Donald Trump Can’t Pronounce “Beyoncé,” Fails To Apple-gize

In a final, brash display of his stunning disconnectedness from the youths of America, presidential candidate Donald J. Trump has mispronounced the name of a goddamned national icon: Beyoncé. Trump made the unforgivable gaffe while making his closing argument in a speech in Raleigh, NC. (The singer and her husband have endorsed Hillary Clinton and put on a pro-Clinton concert in Ohio last week.) Somehow, the Republican candidate was under the impression that the correct way to say Queen B's name is "Bey-on-see," not "Bey-on-say." To be fair, we should note that he did manage not to fuck up "Jay Z." (We're kidding, that's literally impossible to mispronounce.) As shocking as this grave error is, we shouldn't be surprised — Trump has a history of making up his own pronunciations.

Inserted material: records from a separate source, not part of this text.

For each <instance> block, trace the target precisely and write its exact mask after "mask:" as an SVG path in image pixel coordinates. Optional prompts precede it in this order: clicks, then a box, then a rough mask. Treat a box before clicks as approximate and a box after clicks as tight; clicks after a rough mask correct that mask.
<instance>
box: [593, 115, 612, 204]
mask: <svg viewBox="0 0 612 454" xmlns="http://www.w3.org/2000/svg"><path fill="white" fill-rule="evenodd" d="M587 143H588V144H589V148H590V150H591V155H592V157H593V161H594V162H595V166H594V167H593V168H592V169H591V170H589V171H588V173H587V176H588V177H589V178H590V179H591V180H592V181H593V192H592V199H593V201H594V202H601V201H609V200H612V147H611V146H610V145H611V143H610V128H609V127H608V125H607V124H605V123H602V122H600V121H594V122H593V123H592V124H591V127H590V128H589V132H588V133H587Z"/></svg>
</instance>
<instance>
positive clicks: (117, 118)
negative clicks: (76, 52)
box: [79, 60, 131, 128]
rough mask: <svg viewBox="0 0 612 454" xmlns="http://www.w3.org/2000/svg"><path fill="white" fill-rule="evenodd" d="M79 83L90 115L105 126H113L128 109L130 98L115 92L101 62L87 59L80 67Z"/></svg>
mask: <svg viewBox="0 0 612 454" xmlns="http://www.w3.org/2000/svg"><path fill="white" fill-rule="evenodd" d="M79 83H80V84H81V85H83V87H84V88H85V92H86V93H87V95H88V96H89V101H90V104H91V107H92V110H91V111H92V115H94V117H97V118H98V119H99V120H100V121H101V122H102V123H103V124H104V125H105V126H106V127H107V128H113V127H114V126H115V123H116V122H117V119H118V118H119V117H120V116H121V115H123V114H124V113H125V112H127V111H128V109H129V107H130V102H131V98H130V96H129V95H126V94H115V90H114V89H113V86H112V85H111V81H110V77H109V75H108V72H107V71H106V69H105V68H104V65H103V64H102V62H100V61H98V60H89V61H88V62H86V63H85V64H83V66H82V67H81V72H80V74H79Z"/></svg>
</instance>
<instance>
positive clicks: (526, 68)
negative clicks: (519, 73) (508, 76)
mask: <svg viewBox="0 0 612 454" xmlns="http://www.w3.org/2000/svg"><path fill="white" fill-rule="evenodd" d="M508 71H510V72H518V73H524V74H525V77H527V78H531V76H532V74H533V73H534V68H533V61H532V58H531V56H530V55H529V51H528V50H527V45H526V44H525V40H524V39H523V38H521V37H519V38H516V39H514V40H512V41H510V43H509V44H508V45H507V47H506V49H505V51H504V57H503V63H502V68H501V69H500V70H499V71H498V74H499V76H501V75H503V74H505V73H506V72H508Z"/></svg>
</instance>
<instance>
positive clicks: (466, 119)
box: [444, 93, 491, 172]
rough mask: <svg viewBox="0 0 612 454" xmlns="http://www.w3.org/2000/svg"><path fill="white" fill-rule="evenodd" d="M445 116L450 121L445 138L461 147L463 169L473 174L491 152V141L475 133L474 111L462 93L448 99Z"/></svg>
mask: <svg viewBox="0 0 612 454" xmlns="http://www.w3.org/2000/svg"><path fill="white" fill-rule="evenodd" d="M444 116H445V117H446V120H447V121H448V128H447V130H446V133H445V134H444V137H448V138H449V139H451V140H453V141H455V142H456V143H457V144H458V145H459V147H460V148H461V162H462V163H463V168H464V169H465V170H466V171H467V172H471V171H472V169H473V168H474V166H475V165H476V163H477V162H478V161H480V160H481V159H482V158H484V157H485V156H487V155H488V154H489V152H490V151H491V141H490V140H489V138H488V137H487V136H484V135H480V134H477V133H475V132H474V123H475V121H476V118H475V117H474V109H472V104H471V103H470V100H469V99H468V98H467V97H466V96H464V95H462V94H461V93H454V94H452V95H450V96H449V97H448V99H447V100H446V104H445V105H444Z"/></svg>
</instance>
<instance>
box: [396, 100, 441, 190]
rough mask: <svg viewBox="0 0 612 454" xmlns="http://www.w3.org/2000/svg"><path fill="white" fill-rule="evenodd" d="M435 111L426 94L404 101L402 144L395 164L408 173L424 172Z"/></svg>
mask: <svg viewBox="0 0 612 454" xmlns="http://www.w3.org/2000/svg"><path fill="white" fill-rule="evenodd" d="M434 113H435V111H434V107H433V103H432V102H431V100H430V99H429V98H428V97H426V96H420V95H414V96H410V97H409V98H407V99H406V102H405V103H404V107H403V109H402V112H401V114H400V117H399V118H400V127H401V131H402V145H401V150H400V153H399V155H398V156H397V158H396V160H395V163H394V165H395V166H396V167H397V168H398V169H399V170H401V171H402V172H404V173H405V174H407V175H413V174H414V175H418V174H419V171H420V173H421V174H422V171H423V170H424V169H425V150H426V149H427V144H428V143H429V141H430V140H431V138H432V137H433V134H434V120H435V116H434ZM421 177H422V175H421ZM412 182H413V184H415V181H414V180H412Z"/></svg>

While voters head to the polls to cast their ballots, citizens of all political persuasions are taking to Twitter to express their disbelief at the 70-year-old candidate's mistake. As one impassioned user put it, "Donald Trump mispronounced Beyoncé's name. I didn't even know this was possible for an American to do." Another critic shared this astute gem: "if you need the ultimate example of how out of touch Trump is w/ America: he pronounces Beyoncé's name as Beyon-see."
And of course, there is the impressive power of the Beyhive to contend with. The formidable army of fierce Bey devotees will surely be reacting to the diss not only with bee emoji but with their ballots. (Those who are citizens over 18, at least.) As one observer noted, "The #BeyHive could swing this ENTIRE election on spite alone. He knows NOT their power. Trump better put #respeck on @Beyonce's name."
While we can safely assume that Trump will continue to pronounce Beyoncé however he damn well pleases, it would be pretty fucking cool if the artist quoted both her classic Destiny's Child hit and Walter White by publicly making a demand of Trump: Say my name.